Almhöjden, Skogskyrkogården
Skogskrematoriet, Skogskyrkogården
For those wanting to learn more about Gunnar Asplund, a visit to the City Library is recommended. Not necessarily to read books on his work, but to experience the building itself, which he designed. It first opened its door to the public in 1928. Inspired not only by his travels in the US but also to Paris, most notably the visit to Barrière de Saint-Martin (also known as La rotonde de la Villette), an 18th century building with a construction remarkably similar to the library he would design in Stockholm. However, Asplund modified and updated the Parisian aesthetics, and in the process turned the new library building into one of the premiere examples of Swedish Grace, the style that dominated Swedish architecture and design in the 1920s.
Stadsbiblioteket
The residential area Gärdet must be understood in relation to the adjoining neighbourhood Östermalm, planned approximately 50 years before, when the ideal was to conquer nature by defying the natural landscape. In contrast, the light and modish buildings of Gärdet – their very appearance a signal that modernity was rapidly approaching and that a completely new ideology of living was being introduced – where carefully placed in ways that would have them appear to be in dialogue with nature, rather than being in opposition to it. This is also why the ground at Gärdet isn’t flat but instead slanted like an enormous, wide staircase. The natural slope was kept as it was, out of respect for the already existing shapes that nature had planned. The large boulevard Valhallavägen iss at the bottom of the steps, while parts of the grey mountain rocks underneath the neighbourhood have been kept, clearly visible in-between some of the houses. Gardiststigen leads to the gently curved Rindögatan, which connects with Furusundsgatan. This is also where Josef Frank and his wife chose to live, after having fled the Nazis, which is what the sculpture of two chairs – Josef Frank’s “Model 2025”, lightly angled towards one another – in sand-cast bronze, is a reminder of.
Gärdet
Askrikegatan, Gärdet
Gärdet
Gärdet
Rindögatan, Gärdet
Yet another option for those wanting to visit Stockholm beyond its city centre is Djurgården, a favourite for long weekend walks. The island is easily accessible, either by tram or simply by walking along the waterfront of Strandvägen. It is home to a number of museums, the latest addition being the annex that belongs to art gallery Liljevalchs, simply named Liljevalchs +. The original gallery is a traditional, early 20th century building, inspired by contemporary German ideals of how art institutions should appear, but adapted to fit with the then emerging style Swedish Grace. The addition, completed in 2021, stands in stark contrast to the original – made in grey concrete, it looks closed off and uninviting from the outside, save for the many small circular windows (in total 6860) designed by glass artist Ingegerd Råman. Inside, however, the large sky windows – 170 square meters of glass ceiling – allow for a surprising cascade of light to fill the large exhibition rooms.
Liljevalchs, Djurgården
Liljevalchs, Djurgården
Djurgårdsbrunnsbron
Nordiska museet, Djurgården
Djurgårdsbrunnskanalen
Continuing farther out on the island, there are two former private homes turned into art museums: Thielska Galleriet and Prins Eugen’s Waldemarsudde. Thielska Galleriet was initially commissioned by the industry magnate and art collector Ernest Thiel. He lived here with his family, and the mansion initially functioned as an important hub for prominent artists. After only a few years, Thiel faced financial difficulties and had to sell his home, including the art collection and all the inventories, to the Swedish state. Save its collection of Edvard Munch and Eugène Jansson paintings, the museum is most famous for Nietzsche’s death mask, which is on display in a small tower room at the top of the villa. A short walk from Thielska is the former private home of Prince Eugen, artist and son of king Oscar II and queen Sofia of Nassau. The villa was designed by Ferdinand Boberg, who also planned Thielska, as well as a number of other prominent buildings in Stockholm during this time.

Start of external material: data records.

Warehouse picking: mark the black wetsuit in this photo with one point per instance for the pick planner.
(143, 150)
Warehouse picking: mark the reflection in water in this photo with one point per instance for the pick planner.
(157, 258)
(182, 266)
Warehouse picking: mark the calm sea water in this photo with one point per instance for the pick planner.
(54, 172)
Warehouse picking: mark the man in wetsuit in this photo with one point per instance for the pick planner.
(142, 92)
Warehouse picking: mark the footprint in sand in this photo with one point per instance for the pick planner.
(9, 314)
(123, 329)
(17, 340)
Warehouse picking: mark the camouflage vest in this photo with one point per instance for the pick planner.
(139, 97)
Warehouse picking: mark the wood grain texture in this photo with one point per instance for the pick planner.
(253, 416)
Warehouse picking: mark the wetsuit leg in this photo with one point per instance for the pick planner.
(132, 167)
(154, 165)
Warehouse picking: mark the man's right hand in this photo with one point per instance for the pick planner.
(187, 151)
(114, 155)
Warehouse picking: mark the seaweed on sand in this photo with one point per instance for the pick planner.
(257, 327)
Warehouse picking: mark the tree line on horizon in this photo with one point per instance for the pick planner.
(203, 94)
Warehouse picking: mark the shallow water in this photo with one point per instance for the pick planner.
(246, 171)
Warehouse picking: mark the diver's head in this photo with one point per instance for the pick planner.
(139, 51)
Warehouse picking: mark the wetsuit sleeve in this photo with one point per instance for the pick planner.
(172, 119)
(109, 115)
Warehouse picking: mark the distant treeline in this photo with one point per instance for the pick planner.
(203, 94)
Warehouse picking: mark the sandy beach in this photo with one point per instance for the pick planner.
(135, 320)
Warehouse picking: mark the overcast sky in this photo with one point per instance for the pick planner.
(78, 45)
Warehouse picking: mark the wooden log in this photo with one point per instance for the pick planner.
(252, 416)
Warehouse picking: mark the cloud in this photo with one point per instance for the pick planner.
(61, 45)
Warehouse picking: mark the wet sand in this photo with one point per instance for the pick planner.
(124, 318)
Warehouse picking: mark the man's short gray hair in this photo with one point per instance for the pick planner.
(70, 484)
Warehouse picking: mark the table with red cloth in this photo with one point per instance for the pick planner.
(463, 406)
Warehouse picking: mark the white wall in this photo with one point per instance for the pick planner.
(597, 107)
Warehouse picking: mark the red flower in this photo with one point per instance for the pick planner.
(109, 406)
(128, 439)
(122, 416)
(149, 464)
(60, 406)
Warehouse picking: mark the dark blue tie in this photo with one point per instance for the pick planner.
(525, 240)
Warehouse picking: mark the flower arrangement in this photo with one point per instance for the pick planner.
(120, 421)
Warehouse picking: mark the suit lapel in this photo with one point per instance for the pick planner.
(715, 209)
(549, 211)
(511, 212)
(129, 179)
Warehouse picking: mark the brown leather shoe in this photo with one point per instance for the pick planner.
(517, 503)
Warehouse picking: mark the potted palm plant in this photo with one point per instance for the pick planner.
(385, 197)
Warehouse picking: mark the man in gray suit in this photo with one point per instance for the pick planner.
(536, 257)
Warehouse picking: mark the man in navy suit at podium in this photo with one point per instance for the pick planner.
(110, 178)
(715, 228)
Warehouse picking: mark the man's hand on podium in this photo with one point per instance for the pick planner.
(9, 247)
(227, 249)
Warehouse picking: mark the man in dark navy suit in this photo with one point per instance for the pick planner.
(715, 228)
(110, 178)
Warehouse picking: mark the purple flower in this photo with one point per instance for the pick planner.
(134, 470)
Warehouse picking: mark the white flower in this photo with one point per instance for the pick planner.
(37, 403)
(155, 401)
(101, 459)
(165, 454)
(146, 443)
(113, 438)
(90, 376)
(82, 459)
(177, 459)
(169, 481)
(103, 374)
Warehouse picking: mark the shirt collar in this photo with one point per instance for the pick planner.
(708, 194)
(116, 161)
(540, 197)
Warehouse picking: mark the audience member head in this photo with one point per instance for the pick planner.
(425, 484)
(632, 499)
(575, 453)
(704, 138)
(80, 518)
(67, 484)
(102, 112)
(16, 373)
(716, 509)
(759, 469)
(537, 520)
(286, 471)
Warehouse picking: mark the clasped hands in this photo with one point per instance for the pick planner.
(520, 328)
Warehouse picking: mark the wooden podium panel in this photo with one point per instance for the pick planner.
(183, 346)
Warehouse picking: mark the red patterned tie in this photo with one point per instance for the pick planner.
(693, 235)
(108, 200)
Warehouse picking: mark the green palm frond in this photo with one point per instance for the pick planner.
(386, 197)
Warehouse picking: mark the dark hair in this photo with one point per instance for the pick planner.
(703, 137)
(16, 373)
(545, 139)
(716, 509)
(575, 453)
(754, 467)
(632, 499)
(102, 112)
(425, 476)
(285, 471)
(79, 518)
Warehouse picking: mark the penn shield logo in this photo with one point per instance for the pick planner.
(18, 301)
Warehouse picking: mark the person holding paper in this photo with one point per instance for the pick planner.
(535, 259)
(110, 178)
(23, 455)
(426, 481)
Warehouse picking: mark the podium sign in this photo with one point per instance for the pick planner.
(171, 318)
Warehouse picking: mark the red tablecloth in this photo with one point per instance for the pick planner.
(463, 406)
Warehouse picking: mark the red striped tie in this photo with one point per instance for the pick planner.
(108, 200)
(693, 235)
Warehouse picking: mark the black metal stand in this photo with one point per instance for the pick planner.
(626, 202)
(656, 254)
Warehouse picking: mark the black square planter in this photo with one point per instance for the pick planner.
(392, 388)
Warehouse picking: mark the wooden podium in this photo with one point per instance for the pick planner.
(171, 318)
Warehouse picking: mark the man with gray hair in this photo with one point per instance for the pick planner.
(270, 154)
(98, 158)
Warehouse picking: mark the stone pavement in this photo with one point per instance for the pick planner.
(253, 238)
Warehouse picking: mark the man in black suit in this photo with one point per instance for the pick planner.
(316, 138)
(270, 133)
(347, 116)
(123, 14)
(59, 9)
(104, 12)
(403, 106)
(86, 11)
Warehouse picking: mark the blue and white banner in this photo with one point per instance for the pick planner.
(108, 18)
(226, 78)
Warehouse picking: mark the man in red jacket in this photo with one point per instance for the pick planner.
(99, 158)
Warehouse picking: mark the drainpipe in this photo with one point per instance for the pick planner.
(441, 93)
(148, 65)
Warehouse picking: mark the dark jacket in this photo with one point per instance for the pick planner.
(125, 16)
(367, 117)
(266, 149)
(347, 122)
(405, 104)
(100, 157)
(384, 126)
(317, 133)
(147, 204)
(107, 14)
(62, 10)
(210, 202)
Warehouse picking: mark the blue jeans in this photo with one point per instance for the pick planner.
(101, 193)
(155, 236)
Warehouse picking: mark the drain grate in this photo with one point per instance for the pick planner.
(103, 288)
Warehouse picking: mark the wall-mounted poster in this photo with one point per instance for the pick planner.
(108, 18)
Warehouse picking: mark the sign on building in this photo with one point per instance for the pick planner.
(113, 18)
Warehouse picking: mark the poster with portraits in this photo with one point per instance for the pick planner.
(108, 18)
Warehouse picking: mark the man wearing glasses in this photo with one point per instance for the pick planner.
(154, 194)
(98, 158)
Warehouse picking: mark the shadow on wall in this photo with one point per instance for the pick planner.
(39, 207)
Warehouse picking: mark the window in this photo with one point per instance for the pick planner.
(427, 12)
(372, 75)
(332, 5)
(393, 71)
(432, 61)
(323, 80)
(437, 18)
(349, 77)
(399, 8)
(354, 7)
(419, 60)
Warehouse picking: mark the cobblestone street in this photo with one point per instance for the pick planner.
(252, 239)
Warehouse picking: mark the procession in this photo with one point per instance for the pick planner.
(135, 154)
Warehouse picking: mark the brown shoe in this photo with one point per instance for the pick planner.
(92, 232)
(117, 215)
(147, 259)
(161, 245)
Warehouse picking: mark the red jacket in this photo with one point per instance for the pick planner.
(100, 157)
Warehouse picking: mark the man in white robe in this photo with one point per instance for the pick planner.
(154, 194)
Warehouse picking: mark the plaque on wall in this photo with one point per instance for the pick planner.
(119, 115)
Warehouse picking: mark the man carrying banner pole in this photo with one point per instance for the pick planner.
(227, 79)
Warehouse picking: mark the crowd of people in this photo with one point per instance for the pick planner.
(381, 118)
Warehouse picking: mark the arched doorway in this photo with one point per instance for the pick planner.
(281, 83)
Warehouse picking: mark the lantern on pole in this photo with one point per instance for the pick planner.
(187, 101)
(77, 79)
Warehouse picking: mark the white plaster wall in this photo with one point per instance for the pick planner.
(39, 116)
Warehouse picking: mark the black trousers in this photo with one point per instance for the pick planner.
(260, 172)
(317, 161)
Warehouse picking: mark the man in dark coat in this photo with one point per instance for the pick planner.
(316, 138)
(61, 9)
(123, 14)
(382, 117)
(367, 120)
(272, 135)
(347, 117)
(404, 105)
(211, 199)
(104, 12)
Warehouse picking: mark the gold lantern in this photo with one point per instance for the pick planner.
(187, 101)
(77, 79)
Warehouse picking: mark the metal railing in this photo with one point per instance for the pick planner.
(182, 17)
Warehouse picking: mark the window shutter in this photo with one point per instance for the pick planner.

L’ombre, Auguste Rodin, Thielska Galleriet
Bågskytten, Carl Milles, Prins Eugens Waldemarsudde
Waldemarsudde is situated by the water, its terraced garden filled with sculptures by some of the prince’s personal friends, among them Auguste Rodin, whose Le penseur has been strategically placed in the centre of the garden. Inside, the ground floor is preserved almost completely as it was when the prince lived here. Note the two busts in the living room: one of king Oscar II, one of author and playwriter August Strindberg. Strindberg and the king did not agree during their lifetime, and so the prince made a point of placing them opposite one another, so that they would be spending eternity having to look at each other. Waldemarsudde is generally considered to be one of Sweden’s most beautiful art museums, and its exhibitions frequently win awards, but it is equally appreciated for its organically styled flower arrangements, made from flowers growing in the large garden around the mansion.
Konserthuset
Konserthuset
The Four Elements, Alexander Calder, Moderna Museet
Nationalmuseum
Nationalmuseum
DUSK
The sunset in Stockholm can be extraordinary, its intense rays changing the otherwise subdued city into an intense scenery marked by extreme colours and emotions. The spectacle can appear suddenly – one minute the sky is a clear shade of blue, the next it is a firework of shapes and colours. At times, the sunset might be intense while at others, it is a subtle variation of pastels. On rare occurrences during wintertime, it is possible to see the Northern lights in Stockholm – strange, illuminated shapes moving slowly across the night sky.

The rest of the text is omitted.